Hickenlooper said he’s been a conservation advocate since he first took public office as Mayor of Denver in 2003.
“I tried to convince people by them using less water and keeping more water on the West Slope that they had a direct benefit — the better it is for people living in Denver and Colorado Springs and Fort Collins and Pueblo,” he said. “It’s not just skiing and white-water rafting. It’s farming and ranching and home values. A home on the Front Range (of Colorado) is worth more than Kansas City or Indianapolis.
He challenged students to bring “youthful exuberance, creativity, optimism and technology” into the picture to help address water supply and competing water rights interests for agriculture, drinking water, the environment and recreational activities.
“A lot of it is our own self-motivation or discipline (to conserve water). How do we make it joyful and give people a kick out of it? I think that’s where youth come in — young people always have a fresher way, a funnier way, a more interesting way of looking at almost everything,” he said.
Hickenlooper favors taking a cue from how other countries are testing new innovations to save water. Israel, for instance, he said, is using drip irrigation for almost all of its crops and is toying with using brackish water on certain crops.
“Conservation is the core of what we’re talking about. We need to make sure we don’t take any more water than is necessary from the West Slope,” he said.
In response to a student asking about preserving and replenishing underground water reserves, Hickenlooper said some cities, including Denver, are doing that.
“In Colorado, there’s great recognition that groundwater is precious. The key is to integrate the different water systems, with water providers talking to each other to do that,” he said.
Molly Mugglestone, project coordinator for Protect the Flows, a nonprofit organization dedicated to protecting the Colorado River, followed the Governor’s address. Her advocacy group already is working on most of the CC students’ recommendations for preserving the Colorado River, she said.
The organization represents a coalition of nearly 400 businesses that depend on the river for their livelihood, from rafting companies to ski areas to fly fishing shops to outdoor retailers. About 800,000 jobs rely on the river, Mugglestone said, representing a multi-billion dollar recreation industry.

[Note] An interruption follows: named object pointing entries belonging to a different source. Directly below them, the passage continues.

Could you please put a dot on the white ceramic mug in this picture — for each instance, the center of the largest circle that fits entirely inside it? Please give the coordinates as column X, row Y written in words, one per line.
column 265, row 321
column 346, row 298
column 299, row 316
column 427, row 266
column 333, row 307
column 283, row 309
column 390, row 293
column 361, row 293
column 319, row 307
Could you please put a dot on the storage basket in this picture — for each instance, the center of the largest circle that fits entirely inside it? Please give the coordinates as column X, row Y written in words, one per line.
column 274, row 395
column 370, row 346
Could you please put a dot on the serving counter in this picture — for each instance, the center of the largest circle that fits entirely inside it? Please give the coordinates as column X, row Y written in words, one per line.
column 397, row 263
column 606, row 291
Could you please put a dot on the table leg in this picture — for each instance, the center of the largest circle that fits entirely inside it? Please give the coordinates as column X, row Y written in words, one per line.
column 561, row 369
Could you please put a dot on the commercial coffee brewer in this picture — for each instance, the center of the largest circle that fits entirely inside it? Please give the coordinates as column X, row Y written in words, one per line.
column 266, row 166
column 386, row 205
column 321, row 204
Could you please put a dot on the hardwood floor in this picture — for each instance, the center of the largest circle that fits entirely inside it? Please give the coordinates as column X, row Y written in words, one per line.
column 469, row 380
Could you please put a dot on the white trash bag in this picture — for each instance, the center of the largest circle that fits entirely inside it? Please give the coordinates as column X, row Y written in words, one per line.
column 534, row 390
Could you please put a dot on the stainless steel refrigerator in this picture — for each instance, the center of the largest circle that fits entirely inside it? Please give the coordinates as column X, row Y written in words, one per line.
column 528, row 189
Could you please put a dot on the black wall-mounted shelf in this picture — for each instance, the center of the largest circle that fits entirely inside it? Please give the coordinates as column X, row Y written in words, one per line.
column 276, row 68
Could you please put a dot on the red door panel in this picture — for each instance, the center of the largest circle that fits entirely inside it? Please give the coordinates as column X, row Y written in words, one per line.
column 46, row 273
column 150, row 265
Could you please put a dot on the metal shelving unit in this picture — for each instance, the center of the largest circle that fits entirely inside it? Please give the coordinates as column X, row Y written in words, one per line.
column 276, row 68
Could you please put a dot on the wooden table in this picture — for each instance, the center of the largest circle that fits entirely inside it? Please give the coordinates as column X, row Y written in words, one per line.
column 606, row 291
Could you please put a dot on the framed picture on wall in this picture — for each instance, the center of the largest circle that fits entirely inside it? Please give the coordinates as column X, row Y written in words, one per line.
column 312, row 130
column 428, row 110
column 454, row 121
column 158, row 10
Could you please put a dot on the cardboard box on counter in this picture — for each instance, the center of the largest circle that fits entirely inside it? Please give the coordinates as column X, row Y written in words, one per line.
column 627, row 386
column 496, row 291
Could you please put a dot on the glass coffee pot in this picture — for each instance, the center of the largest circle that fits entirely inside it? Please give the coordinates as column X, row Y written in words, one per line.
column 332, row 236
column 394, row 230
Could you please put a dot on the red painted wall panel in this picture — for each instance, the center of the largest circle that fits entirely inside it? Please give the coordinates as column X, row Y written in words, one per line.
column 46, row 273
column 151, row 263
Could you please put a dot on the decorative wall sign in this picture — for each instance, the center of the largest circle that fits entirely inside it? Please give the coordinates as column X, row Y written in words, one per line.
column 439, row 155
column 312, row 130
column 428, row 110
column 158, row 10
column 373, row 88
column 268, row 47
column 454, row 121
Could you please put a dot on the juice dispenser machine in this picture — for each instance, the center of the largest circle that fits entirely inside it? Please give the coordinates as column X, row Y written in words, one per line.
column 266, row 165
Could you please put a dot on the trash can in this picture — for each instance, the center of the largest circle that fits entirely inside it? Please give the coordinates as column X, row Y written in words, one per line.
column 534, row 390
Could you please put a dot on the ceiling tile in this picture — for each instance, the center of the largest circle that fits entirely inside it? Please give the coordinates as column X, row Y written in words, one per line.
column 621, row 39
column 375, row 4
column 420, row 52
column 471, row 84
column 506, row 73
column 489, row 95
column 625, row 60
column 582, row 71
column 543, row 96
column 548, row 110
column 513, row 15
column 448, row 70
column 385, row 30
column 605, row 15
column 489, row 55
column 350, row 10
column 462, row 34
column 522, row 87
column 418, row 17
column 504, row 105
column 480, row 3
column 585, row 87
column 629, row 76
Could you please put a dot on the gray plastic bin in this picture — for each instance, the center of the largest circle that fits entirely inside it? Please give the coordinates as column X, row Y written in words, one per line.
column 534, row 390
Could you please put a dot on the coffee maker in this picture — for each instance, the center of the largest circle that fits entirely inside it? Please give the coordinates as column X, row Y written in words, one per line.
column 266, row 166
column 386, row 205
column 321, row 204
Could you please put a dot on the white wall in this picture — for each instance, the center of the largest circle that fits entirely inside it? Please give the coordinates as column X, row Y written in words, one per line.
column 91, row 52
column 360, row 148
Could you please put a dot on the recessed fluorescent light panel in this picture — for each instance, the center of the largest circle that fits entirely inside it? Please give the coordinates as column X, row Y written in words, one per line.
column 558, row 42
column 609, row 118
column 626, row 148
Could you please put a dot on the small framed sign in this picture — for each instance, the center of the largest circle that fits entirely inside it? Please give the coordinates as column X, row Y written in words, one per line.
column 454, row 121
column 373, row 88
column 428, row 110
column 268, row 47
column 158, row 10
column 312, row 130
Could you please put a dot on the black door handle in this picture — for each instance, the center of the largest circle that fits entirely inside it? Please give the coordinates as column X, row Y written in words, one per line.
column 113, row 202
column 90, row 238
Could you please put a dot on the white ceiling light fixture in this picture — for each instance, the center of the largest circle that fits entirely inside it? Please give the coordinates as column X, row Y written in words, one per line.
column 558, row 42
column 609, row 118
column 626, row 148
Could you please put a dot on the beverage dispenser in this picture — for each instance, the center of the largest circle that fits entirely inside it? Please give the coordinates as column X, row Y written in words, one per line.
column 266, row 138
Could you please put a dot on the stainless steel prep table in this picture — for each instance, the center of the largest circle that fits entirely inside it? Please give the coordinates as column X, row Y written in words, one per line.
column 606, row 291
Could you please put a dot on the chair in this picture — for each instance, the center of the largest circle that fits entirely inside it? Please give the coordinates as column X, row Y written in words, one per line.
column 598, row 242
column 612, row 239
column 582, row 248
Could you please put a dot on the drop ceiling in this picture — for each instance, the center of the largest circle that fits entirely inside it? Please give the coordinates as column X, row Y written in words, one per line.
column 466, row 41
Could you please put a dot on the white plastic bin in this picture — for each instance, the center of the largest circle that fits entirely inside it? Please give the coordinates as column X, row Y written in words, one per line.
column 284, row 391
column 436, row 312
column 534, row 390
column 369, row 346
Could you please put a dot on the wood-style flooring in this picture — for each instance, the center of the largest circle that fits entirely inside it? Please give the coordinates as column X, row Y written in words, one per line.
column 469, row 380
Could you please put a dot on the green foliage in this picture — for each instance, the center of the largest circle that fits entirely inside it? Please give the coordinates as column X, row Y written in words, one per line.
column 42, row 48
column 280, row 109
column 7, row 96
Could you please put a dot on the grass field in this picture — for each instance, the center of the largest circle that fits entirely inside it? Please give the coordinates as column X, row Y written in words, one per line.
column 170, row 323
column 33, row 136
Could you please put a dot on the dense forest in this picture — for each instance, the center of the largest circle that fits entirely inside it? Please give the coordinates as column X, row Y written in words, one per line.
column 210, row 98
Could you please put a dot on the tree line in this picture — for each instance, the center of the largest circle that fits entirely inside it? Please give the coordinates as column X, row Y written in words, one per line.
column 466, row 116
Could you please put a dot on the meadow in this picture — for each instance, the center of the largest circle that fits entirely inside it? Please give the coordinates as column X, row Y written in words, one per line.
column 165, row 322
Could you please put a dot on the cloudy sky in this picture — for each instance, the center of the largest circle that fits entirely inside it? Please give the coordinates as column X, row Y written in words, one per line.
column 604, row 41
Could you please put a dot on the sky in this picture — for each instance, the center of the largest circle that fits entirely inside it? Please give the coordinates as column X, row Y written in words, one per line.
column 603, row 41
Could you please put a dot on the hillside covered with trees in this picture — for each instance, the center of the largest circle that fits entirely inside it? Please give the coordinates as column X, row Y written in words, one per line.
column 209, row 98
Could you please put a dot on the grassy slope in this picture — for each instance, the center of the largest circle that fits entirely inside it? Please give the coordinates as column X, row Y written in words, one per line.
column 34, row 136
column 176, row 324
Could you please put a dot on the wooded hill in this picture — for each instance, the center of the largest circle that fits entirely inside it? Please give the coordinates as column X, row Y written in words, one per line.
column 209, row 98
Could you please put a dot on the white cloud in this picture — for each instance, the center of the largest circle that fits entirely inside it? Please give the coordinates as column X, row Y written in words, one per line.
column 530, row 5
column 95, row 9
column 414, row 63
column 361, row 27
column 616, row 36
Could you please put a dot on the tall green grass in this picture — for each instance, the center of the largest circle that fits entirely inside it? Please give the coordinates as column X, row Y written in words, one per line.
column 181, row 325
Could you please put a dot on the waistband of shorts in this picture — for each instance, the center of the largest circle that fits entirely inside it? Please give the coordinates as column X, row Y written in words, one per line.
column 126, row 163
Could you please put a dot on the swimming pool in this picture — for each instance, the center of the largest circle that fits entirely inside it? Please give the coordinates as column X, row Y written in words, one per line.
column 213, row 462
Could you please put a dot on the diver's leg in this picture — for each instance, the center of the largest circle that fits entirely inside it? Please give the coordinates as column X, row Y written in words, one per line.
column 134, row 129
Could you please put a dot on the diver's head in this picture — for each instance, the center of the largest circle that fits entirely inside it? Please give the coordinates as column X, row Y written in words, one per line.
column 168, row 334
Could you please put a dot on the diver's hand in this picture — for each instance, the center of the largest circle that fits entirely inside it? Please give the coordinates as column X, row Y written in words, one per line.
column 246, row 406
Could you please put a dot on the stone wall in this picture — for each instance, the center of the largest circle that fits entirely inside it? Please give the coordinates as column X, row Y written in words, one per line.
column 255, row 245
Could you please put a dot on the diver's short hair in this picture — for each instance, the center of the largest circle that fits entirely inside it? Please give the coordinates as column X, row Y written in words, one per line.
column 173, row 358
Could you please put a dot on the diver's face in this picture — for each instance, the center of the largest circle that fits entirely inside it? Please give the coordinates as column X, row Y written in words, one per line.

The group will release an economic impact study in May, which will demonstrate the economic value of recreational activity supported by a healthy Colorado River, she said, and is advocating on federal and local levels for recreational needs to be considered in water management decisions.
The organization’s website is www.protectflows.com.
The entire Colorado College 2012 State of the Rockies Report Card on “The Colorado River Basin: Agenda for Use, Restoration and Sustainability for the Next Generation” can be viewed at http://www2.coloradocollege.edu/stateoftherockies.
Secretary of the Interior Ken Salazar, Director of U.S. Geological Survey Marcia McNutt speak at Rockies Conference on 4/9/2012
Protecting the environment and developing the economy can go hand-in-hand, U.S. Secretary of the Interior Ken Salazar told this year’s State of the Rockies Project Conference attendees in his keynote address April 9.
“When people say we have to choose, it’s a false choice. We can do both — we’re doing it here in Colorado,” he said. For example, “We know Colorado Springs and Denver will never grow together because hundreds of thousands of acres in Douglas County have been protected, and ranching life will be sustained,” Salazar said.
The annual conference is the culmination of the Colorado College State of the Rockies Project, a collaborative effort by faculty and students to examine issues affecting the environmental, social and economic health of the Rocky Mountain region. This year’s focus: “The Colorado River Basin – Agenda for Use, Restoration and Sustainability for the Next Generation.”
Students spent nine months studying the 1,400-mile river that extends across seven southwestern states, from Wyoming into Mexico. Their findings – that increasing demand and decreasing supply – will lead to severe water shortages in the future, and five action steps to take to prevent that from happening, were released at the conference’s opening day as well.
Salazar, who earned his undergraduate degree in political science from CC in 1977 before moving on to become a water and environmental law attorney, Colorado’s Attorney General and a U.S. Senator for Colorado, said he’s long touted a conservation agenda in conjunction with achieving economic goals.
“People would say, ‘Why are you concerned about conservation?’ I’d say, ‘It’s about the quality of life.’ And the conservation ethic we’ve been able to develop has given us great promise for economics in the future. It’s the same argument I’ve used in Washington, D.C.”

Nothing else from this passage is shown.